Dictionary<int, string> ResultDict = new Dictionary<int, string>();
await foreach (var result in chatCompletionService.GetStreamingChatMessageContentsAsync(chatHistory))
{
if (!ResultDict.ContainsKey(result.ChoiceIndex))
{
ResultDict[result.ChoiceIndex] = result.Content;
}
else
{
ResultDict[result.ChoiceIndex] += result.Content;
}
}
Streaming multiple responses using simultaneous multiple calls
While multiple responses work great, they aren’t perfect and have some inherent flaws and limitations. Models like gpt-4-vision
don’t support multiple responsesand are limited to only one response per call.

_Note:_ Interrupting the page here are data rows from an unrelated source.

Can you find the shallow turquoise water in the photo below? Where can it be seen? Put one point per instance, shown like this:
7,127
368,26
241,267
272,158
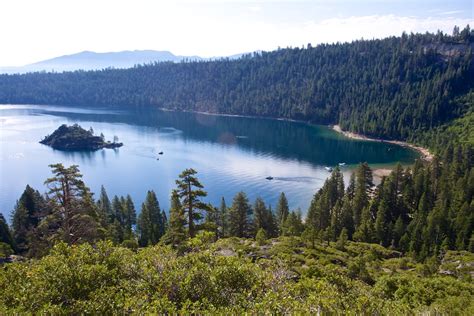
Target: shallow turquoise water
229,153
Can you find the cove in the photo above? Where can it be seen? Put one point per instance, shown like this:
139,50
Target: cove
231,154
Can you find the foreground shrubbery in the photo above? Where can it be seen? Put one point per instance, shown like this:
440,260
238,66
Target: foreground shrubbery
231,275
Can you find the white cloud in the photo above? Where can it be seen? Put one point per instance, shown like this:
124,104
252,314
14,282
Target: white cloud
33,30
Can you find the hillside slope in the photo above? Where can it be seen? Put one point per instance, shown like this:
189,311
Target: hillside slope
392,88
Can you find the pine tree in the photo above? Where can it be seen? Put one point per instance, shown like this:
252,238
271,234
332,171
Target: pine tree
190,191
176,233
223,219
5,234
239,213
72,219
363,184
150,224
282,210
130,217
260,215
105,207
29,210
342,240
293,225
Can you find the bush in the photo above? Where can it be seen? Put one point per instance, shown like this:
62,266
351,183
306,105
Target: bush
5,250
261,237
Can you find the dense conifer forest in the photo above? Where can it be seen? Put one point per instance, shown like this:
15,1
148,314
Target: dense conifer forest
395,88
400,247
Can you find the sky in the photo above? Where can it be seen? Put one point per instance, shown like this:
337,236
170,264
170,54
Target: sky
34,30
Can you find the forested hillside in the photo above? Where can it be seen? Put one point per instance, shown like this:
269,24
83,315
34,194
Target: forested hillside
396,87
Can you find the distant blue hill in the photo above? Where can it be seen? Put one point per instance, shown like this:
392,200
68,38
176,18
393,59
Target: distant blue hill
87,60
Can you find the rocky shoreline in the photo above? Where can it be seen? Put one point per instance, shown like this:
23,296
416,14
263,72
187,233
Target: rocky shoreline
425,153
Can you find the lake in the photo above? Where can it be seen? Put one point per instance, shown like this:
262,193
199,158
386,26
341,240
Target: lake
231,154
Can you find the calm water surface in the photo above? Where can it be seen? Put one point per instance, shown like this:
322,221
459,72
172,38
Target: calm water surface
229,153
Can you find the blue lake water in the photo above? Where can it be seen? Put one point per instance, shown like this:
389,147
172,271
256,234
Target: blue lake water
230,153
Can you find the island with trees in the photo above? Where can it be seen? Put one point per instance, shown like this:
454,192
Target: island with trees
75,137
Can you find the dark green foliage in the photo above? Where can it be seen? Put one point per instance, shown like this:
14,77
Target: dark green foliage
73,216
240,224
76,138
29,210
151,222
175,234
282,210
234,276
6,240
293,225
223,219
190,192
261,237
395,87
263,218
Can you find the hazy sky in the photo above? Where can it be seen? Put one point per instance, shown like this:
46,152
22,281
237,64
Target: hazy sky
33,30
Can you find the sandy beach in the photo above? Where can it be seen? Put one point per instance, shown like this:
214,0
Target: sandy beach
425,153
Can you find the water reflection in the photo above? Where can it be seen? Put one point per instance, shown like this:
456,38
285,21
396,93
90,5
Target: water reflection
230,153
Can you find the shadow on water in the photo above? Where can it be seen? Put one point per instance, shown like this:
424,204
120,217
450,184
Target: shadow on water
284,139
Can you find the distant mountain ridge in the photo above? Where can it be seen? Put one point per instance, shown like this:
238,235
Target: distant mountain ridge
88,60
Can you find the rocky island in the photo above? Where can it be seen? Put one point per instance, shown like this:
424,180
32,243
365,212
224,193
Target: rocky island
74,137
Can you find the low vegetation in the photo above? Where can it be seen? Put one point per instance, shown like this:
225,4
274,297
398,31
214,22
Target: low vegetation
235,275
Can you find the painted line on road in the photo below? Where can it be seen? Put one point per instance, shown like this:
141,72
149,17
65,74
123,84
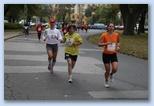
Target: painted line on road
119,94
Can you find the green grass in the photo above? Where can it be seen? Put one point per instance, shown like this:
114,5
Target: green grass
136,45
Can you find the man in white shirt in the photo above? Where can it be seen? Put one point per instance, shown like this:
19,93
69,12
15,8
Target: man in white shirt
51,36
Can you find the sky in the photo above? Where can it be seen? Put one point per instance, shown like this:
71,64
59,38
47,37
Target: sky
150,102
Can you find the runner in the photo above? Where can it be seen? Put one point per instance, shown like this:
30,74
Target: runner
39,29
64,29
73,40
51,36
111,42
26,30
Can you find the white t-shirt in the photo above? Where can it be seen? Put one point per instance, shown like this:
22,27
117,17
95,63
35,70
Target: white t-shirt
50,34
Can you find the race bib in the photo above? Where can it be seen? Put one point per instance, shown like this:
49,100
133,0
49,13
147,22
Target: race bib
52,36
111,47
69,41
64,31
39,29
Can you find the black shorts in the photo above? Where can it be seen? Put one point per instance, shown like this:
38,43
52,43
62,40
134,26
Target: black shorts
109,58
52,47
73,57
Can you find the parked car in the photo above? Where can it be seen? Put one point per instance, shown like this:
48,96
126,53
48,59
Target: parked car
100,26
93,27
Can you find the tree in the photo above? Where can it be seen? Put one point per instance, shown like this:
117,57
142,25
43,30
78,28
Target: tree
62,10
12,11
130,14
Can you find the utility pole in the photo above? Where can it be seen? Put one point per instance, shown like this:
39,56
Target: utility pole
25,11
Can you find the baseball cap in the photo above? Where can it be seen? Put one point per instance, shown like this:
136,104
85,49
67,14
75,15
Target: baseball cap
52,20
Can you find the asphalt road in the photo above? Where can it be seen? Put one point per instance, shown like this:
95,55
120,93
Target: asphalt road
26,76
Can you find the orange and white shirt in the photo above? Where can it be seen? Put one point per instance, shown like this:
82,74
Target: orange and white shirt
114,38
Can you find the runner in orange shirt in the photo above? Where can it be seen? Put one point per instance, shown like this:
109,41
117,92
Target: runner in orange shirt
111,43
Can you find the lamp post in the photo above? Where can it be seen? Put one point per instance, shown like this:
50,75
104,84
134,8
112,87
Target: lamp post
93,13
25,11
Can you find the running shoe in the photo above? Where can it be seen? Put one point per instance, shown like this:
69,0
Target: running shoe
106,84
70,80
111,78
49,66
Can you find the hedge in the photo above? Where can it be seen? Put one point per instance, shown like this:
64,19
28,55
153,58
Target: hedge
12,26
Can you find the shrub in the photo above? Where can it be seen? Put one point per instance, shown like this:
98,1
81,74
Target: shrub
12,26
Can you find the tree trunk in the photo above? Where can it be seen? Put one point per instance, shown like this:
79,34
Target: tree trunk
141,23
129,25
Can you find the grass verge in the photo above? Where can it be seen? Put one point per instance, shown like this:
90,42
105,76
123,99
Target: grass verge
136,45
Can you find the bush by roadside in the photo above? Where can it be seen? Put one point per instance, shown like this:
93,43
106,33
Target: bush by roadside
12,26
136,45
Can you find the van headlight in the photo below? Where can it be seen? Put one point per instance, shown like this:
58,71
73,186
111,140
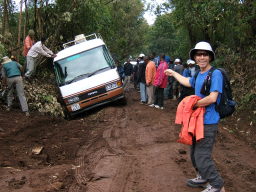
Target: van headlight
73,100
111,86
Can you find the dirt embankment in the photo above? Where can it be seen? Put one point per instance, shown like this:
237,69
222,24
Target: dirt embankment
128,148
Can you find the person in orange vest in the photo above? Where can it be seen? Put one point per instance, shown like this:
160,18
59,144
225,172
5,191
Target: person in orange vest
150,76
201,151
28,43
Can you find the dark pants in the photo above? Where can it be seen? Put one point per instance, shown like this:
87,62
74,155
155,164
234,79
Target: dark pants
201,156
159,96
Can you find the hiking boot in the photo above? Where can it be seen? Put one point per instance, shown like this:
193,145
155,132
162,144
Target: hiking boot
210,188
197,182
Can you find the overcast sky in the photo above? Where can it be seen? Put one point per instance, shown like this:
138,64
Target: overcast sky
149,16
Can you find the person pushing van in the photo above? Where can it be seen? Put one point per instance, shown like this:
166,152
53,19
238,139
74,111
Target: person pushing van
34,52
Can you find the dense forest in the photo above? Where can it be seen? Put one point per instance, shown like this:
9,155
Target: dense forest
229,25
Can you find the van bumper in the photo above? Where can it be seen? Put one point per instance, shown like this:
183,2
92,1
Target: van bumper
87,105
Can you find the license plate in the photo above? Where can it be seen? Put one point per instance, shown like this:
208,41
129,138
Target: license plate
75,107
111,86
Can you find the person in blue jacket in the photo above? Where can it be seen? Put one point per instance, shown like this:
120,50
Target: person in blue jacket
11,73
201,152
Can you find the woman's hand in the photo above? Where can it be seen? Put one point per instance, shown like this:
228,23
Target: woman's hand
169,72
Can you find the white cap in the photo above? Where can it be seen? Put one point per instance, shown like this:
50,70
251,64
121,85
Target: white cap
177,61
141,55
190,61
6,59
202,46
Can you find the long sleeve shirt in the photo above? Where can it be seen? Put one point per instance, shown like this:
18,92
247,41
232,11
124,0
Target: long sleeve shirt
28,43
39,49
150,72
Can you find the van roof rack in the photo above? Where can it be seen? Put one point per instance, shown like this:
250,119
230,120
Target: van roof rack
82,38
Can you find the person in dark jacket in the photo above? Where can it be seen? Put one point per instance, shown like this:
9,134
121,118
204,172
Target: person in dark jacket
11,73
142,79
128,69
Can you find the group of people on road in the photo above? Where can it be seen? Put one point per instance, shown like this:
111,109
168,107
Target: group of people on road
12,72
201,151
156,74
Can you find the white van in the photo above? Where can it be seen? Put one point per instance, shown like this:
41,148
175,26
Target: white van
86,75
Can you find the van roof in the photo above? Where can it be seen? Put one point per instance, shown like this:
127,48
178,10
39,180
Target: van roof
78,48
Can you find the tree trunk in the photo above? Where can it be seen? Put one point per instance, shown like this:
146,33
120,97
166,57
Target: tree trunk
35,16
19,27
26,20
5,28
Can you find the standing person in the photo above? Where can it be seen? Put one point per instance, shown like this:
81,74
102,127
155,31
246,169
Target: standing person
11,73
142,79
128,69
160,83
178,67
35,51
150,76
170,81
28,43
120,70
201,152
135,75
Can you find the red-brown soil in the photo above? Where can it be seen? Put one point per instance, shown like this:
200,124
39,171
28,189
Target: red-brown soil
114,148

Another issue is that even when we set the temperature
to a higher value, the ResultsPerPrompt
is sometimes too similar to one another. Whenever an OpenAI API call is made, a random seed is set for that call. Due to this, each call gives relatively unique responses compared to the multiple responses generated in the same call.
Currently, it’s not possible to assign a random seed for each response, so the responses sometimes end up being similar.
To improve our multiple responses, rather than relying on the ResultsPerPrompt
parameter we can instead simultaneously make multiple API calls for generating multiple responses.
ConcurrentDictionary<int, string> ResultDict = new ConcurrentDictionary<int, string>();
List<Task> processingTasks = new List<Task>();
int numberOfCalls = 2;
for (int i = 0; i < numberOfCalls; i++)
{
async Task func()
{
// Capturing current loop iteration to avoid race conditions
int currentK = i;
await foreach (var result in chatCompletionService.GetStreamingChatMessageContentsAsync(chatHistory))
{
// Checking if the key is not present
if (!ResultDict.ContainsKey(currentK))
{
ResultDict[currentK] = result.Content ?? string.Empty;
}
else
{
// If present, update the content by concatenating it with existing
ResultDict.AddOrUpdate(currentK, result.Content ?? string.Empty, (_, existingContent) => existingContent + result.Content);
}
}
}
processingTasks.Add(func());
}
// Wait for all processing tasks to complete
await Task.WhenAll(processingTasks);
Here we are calling the streaming API simultaneously while also updating the responses as we receive them.
Do note that this would increase the overall input token consumption, while it’s not noticeable for cheaper models like GPT 3.5, it may quickly add up for more expensive models like GPT 4 while also consuming twice the API rate limit quota
Wrapping up
In this blog post, we’ve explored how to implement streaming responses with Semantic kernel for Azure OpenAI. Utilizing streaming response, we can improve user experience by delivering responses incrementally as they are generated, similar to popular chatbots.
By leveraging streaming responses and optimizing multiple response generation, developers can create more engaging and efficient AI-powered applications using Semantic kernel with Azure OpenAI.